4 Reasons Hedge Funds Outperform Mutual Funds

Investing in hedge funds has become a popular alternative to mutual funds. While hedge funds utilize the same diversified investment strategy, they work a little bit differently and typically outperform mutual funds. Here are a few reasons that hedge funds usually outperform mutual funds.

1. Different Investments

Many hedge funds do not make a habit of investing in the same types of investments at mutual funds do. While mutual funds focus mainly on stocks, bonds, and other traditional forms of investment, hedge funds do not. They get outside of the normal spectrum investment and focus on other things. Their fund managers are typically experts in a number of different investment types. For example, you might choose to get involved in a hedge fund that invests solely in Forex. The Forex market has huge potential for investors and is actually the largest financial market in the world. Therefore, if you have a fund manager that knows what they're doing, they can bring in a substantial return for the investors.

You might find hedge funds that invest in commodities, futures, real estate, website domains and any number of other investments outside of the stock market. This gives investors much more opportunity to choose investments they are comfortable with and can make a high return.

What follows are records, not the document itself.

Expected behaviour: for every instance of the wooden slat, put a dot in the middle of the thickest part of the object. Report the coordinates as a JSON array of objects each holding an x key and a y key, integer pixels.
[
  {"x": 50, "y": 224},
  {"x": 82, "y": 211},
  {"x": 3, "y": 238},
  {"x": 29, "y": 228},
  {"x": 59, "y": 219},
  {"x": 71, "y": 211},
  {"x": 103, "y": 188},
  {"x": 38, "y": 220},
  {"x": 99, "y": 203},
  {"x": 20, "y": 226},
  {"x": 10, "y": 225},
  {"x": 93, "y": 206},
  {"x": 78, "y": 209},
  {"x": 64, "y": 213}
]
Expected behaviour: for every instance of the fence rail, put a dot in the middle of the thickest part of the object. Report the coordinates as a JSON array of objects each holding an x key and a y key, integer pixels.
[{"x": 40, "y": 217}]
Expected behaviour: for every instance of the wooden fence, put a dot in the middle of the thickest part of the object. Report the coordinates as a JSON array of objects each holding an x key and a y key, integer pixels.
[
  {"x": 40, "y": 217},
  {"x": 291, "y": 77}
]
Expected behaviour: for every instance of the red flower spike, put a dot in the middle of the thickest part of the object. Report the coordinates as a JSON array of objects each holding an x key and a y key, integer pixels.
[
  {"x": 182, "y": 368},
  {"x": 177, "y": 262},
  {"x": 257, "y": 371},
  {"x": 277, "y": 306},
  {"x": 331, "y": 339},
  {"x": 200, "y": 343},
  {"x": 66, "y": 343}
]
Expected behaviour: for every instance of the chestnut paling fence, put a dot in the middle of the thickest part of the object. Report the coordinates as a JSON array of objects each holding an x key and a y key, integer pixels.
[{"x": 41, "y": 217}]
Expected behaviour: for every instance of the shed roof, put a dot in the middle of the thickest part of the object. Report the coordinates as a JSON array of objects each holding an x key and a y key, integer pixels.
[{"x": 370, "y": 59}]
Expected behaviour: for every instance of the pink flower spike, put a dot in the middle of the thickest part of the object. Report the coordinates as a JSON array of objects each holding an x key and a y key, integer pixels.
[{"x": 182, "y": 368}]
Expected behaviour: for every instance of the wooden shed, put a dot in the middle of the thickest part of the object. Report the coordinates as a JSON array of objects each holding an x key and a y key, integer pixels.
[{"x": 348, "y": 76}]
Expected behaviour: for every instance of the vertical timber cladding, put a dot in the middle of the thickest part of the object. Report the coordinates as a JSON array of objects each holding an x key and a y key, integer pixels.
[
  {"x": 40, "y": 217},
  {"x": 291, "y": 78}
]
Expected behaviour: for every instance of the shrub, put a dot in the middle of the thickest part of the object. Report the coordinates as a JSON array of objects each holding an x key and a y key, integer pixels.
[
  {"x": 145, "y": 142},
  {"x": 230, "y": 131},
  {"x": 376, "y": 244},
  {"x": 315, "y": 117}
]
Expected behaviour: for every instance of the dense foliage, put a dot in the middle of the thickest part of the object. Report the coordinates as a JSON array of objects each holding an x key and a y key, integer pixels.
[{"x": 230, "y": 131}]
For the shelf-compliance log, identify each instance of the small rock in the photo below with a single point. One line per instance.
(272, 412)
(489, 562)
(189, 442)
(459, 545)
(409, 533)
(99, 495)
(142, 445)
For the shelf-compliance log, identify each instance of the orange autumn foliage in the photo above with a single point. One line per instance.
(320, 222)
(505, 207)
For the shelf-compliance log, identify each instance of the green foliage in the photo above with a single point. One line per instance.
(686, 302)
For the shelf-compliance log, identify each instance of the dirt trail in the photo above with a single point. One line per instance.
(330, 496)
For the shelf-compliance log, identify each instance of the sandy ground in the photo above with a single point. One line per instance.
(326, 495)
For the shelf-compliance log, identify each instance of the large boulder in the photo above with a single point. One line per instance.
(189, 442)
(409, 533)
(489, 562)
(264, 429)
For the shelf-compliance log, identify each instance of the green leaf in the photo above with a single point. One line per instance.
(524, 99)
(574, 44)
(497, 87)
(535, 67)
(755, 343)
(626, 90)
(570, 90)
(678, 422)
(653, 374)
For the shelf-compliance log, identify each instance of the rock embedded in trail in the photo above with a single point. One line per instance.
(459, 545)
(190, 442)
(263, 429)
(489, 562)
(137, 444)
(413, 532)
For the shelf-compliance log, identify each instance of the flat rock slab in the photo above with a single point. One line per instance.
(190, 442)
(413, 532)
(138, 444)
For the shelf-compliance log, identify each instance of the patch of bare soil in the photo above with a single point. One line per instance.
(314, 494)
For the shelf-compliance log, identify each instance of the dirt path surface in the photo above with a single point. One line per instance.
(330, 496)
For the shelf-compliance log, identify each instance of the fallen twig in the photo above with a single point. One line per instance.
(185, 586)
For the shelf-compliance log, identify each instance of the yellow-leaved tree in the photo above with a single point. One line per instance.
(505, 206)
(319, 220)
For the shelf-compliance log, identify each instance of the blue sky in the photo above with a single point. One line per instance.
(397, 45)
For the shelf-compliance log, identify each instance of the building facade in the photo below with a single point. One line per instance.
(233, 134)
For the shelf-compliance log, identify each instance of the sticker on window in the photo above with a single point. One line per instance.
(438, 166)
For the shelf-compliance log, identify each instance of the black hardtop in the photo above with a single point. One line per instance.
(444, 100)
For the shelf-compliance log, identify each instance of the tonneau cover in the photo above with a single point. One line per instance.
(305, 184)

2. Uncorrelated Investments

With such a wide array of investments available for hedge funds, it is possible to choose investments that are not correlated to the traditional financial markets. Therefore, when the regular stock market is down and traditional investors are suffering, hedge fund investors could still be making a nice return on their investment. For example, if you buy into a hedge fund that invests in gold, it will not move according to the stock market. Gold does not tend to be correlated to any other market, and therefore the investors of this hedge fund can still grow their accounts even during a recession. Many mutual funds, on the other hand, invest in securities that are all correlated to one other. This means that the entire mutual fund portfolio could suffer as a result.

3. Leverage

Another reason that hedge funds tend to outperform mutual funds is because of the leverage involved. Many mutual funds do not use leverage because of the low risk nature of their investment strategy. Hedge funds, on the other hand, will regularly employ leverage to magnify the gains for their clients. Although sometimes this works against the hedge fund, it can often provide a higher return for hedge fund investors as a result.

4. Strategy

The strategy that both funds employ are usually vastly different. Most mutual funds try to compare their results to a certain benchmark. Therefore, their main objective is to beat this benchmark or not go very far below it. Hedge funds try to reach a certain investment goal. They do not use benchmarks and therefore typically manage their portfolios much more aggressively. This results in a greater return for the investors.